Using custom structs
This tutorial shows how to use custom structs on the GPU. Our example will be a one dimensional interpolation. Lets start with the CPU version:
using CUDA
struct Interpolate{A}
xs::A
ys::A
end
function (itp::Interpolate)(x)
i = searchsortedfirst(itp.xs, x)
i = clamp(i, firstindex(itp.ys), lastindex(itp.ys))
@inbounds itp.ys[i]
end
xs_cpu = [1.0, 2.0, 3.0]
ys_cpu = [10.0,20.0,30.0]
itp_cpu = Interpolate(xs_cpu, ys_cpu)
pts_cpu = [1.1,2.3]
result_cpu = itp_cpu.(pts_cpu)
2-element Vector{Float64}:
20.0
30.0
Ok the CPU code works, let's move our data to the GPU:
itp = Interpolate(CuArray(xs_cpu), CuArray(ys_cpu))
pts = CuArray(pts_cpu);
If we try to call our interpolate itp.(pts)

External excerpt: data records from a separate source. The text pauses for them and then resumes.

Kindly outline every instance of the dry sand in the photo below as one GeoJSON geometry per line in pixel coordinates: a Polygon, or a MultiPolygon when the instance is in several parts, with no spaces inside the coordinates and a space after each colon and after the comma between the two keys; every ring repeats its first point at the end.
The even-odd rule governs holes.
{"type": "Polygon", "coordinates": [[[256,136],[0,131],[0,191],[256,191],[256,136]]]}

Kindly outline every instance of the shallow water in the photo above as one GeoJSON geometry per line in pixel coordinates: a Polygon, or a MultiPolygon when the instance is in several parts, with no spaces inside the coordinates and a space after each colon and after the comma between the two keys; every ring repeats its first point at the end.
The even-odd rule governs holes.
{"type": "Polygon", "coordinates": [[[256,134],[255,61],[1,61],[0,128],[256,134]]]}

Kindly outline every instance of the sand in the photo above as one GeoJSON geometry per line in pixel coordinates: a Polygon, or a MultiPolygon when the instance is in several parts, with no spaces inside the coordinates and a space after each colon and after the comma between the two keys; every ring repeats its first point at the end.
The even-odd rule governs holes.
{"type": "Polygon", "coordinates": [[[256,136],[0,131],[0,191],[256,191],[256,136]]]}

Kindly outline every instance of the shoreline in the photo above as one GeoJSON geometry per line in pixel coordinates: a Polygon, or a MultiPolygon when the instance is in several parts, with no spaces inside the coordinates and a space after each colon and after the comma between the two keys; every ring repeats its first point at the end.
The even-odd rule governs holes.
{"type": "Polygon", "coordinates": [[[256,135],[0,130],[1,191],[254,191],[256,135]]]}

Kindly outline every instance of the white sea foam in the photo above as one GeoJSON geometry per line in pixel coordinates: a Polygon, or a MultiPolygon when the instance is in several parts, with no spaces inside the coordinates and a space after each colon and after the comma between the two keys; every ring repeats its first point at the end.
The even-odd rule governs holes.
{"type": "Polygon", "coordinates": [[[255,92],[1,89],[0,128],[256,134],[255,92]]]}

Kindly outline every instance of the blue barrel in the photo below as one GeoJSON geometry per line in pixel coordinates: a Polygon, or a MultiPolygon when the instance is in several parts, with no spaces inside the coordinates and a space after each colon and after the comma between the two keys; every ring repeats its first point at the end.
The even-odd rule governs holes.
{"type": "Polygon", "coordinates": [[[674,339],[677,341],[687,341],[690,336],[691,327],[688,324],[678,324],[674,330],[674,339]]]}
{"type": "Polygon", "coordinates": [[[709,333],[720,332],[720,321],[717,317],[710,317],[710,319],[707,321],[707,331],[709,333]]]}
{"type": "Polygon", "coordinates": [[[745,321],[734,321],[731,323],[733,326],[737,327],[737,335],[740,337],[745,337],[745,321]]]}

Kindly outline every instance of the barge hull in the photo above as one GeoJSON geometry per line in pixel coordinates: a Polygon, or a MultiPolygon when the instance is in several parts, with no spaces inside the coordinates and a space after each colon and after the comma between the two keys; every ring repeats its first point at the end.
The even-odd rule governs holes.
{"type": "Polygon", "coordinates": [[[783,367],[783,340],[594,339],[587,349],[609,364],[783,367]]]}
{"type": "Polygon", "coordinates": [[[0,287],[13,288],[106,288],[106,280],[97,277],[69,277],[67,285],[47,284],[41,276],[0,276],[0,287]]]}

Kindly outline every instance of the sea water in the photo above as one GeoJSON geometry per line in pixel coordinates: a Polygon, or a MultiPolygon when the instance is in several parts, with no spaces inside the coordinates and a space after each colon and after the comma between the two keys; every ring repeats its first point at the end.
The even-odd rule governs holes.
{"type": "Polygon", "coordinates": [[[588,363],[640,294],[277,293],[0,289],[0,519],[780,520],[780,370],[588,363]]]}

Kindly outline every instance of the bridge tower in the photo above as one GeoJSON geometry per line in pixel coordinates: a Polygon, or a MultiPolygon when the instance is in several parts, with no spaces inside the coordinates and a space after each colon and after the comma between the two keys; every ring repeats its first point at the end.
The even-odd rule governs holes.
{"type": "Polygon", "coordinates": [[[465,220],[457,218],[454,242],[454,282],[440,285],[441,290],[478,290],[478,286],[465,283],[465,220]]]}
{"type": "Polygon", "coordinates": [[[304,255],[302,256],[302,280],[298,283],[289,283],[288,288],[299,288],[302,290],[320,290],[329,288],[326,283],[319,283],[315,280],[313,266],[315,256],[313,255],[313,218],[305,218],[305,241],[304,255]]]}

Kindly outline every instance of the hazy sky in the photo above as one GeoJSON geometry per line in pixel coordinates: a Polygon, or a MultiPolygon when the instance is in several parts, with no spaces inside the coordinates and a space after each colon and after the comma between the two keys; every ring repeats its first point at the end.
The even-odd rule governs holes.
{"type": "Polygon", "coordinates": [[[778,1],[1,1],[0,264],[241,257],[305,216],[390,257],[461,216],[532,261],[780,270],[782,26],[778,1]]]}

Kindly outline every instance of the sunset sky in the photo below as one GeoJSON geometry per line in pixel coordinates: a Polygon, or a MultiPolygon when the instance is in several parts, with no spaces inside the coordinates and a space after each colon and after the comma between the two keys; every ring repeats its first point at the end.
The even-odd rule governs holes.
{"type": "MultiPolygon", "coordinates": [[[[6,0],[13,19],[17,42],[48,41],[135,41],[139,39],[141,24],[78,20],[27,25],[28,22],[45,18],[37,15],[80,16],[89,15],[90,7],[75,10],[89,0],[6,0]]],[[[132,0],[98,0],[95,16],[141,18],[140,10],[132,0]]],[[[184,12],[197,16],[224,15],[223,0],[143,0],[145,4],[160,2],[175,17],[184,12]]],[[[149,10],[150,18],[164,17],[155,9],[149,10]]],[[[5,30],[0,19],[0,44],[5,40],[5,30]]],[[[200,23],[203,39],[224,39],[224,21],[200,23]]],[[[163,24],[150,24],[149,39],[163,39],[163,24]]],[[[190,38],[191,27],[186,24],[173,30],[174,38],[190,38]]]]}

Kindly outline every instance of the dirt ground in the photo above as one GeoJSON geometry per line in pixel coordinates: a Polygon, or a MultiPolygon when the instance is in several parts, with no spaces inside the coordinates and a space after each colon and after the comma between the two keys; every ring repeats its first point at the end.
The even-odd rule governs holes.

, we get an error however:
...
KernelError: passing and using non-bitstype argument
...
Why does it throw an error? Our calculation involves a custom type Interpolate{CuArray{Float64, 1}}
. At the end of the day all arguments of a CUDA kernel need to be bitstypes. However we have
isbitstype(typeof(itp))
false
How to fix this? The answer is, that there is a conversion mechanism, which adapts objects into CUDA compatible bitstypes. It is based on the Adapt.jl package and basic types like CuArray
already participate in this mechanism. For custom types, we just need to add a conversion rule like so:
import Adapt
function Adapt.adapt_structure(to, itp::Interpolate)
xs = Adapt.adapt_structure(to, itp.xs)
ys = Adapt.adapt_structure(to, itp.ys)
Interpolate(xs, ys)
end
Now our struct plays nicely with CUDA.jl:
result = itp.(pts)
2-element CuArray{Float64, 1, CUDA.DeviceMemory}:
20.0
30.0
It works, we get the same result as on the CPU.
@assert CuArray(result_cpu) == result
Alternatively instead of defining Adapt.adapt_structure
explictly, we could have done
Adapt.@adapt_structure Interpolate
which expands to the same code that we wrote manually.